About

Led by the Harvard T.H. Chan School of Public Health and the London School of Economics, ICCONIC is a collaborative of researchers from 11 countries performing a series of international comparisons of high-need, high-cost individuals across the trajectory of health care.

Although health systems around the world are diverse, they all have similar goals: maximizing quality of care for their populations, offering services that are responsive to patient needs, and providing value for money.

One key challenge facing many health systems is how to best design services to provide care to a small number of high-need, high-cost individuals.

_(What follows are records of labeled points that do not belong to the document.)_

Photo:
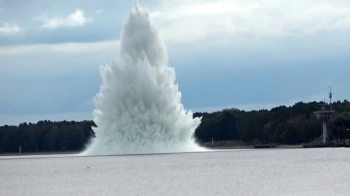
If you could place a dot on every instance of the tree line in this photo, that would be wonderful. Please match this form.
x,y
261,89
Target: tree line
x,y
286,125
46,136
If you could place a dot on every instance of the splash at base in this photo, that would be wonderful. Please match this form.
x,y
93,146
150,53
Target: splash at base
x,y
138,109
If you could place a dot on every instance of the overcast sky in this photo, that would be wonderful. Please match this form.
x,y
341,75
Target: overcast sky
x,y
252,54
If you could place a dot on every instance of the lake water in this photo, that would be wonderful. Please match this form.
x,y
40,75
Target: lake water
x,y
323,171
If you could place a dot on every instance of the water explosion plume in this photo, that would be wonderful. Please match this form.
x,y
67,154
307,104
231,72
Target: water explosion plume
x,y
138,108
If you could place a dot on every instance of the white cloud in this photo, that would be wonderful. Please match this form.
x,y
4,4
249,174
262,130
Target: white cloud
x,y
99,11
194,21
75,19
95,48
10,29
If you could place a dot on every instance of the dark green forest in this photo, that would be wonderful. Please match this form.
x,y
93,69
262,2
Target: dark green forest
x,y
46,136
284,125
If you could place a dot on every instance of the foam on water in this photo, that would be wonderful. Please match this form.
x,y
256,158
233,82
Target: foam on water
x,y
138,109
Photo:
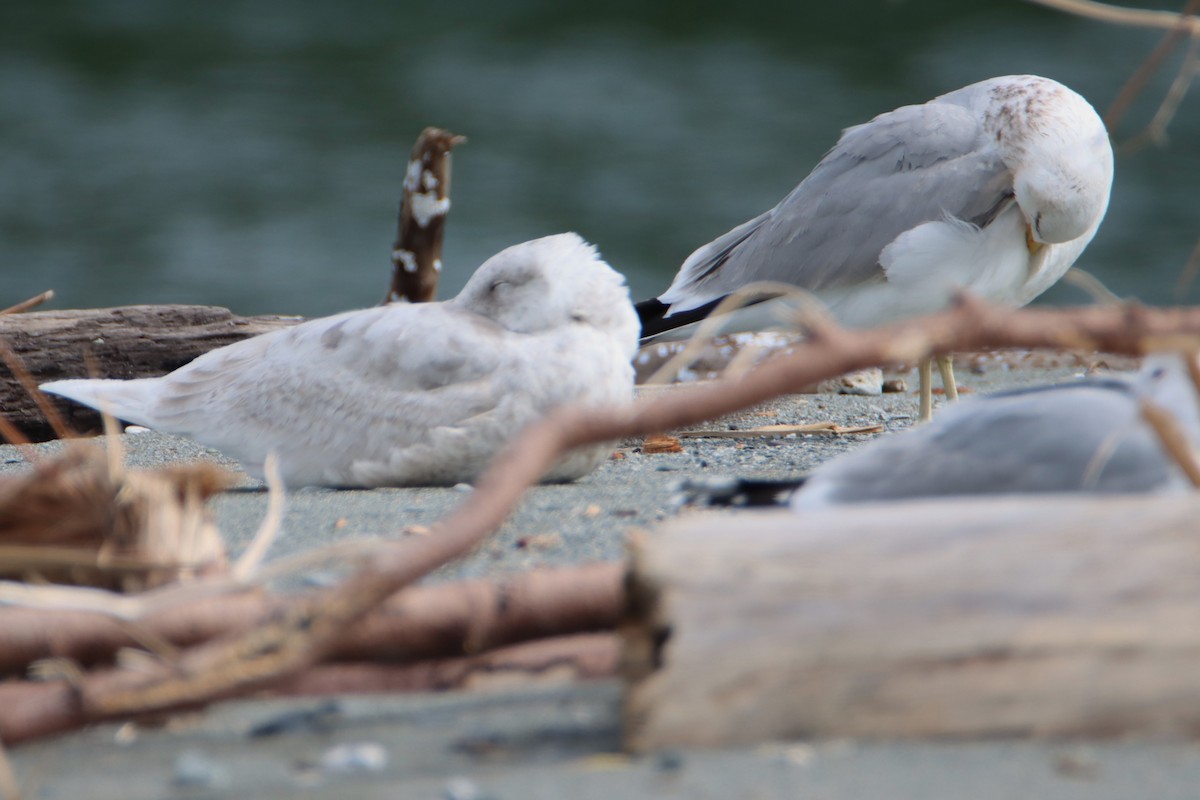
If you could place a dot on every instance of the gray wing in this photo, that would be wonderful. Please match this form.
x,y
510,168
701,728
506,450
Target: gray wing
x,y
904,168
1086,438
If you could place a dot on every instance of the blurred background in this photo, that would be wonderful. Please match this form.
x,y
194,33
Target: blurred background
x,y
250,152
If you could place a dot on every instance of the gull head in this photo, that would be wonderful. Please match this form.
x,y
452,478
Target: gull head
x,y
1060,154
550,283
1065,197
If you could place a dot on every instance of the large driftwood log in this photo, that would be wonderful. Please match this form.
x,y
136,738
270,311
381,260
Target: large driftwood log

This is a clinically diverse group of patients ranging from individuals who live with extreme functional limitations, others with persistent behavioral health challenges, and still others with multiple, complex chronic illnesses. These individuals often use high levels of health care services, tend to experience worse patient outcomes, and are often quite expensive to care for.

For these reasons, high-need, high-cost populations are arguably the group that stands to benefit the most from a better understanding of the effectiveness of different delivery systems.

Despite the enormous importance of this population, there is limited comparable data on how common these types of patients are across countries, and how patterns of utilization and cost differ across health systems. This lack of information limits the potential for mutual learning and potential policy transfer across countries.

ICCONIC hopes to address this problem by developing a novel methodology for comparing cost, utilization, and outcomes of high-need, high-cost populations across different healthcare systems.

Our Approach

We used national and regional patient-level datasets to explore variations in the cost, utilization, and quality of health care for two types of high-need, high-cost (HNHC) patients:

1) A frail older patient recovering from a hip fracture, and

2) An older person with complex multimorbidity (e.g., hospitalized with heart failure and a comorbid diagnosis of diabetes).

Using available data, we compared HNHC personas across the care trajectory in 11 high-income countries: the United States, England, Canada, France, Sweden, Australia, New Zealand, the Netherlands, Germany, Switzerland and Spain.

Our study focuses on three main questions:

  1. What proportion of the two specific high-need patient types are identifiable in a large sample of administrative claims data in each country?
  2. Are there meaningful differences in patterns of spending and utilization associated with these two high-need personas across countries?
  3. How do patient outcomes for these high-need personas, including readmissions and mortality, vary by country?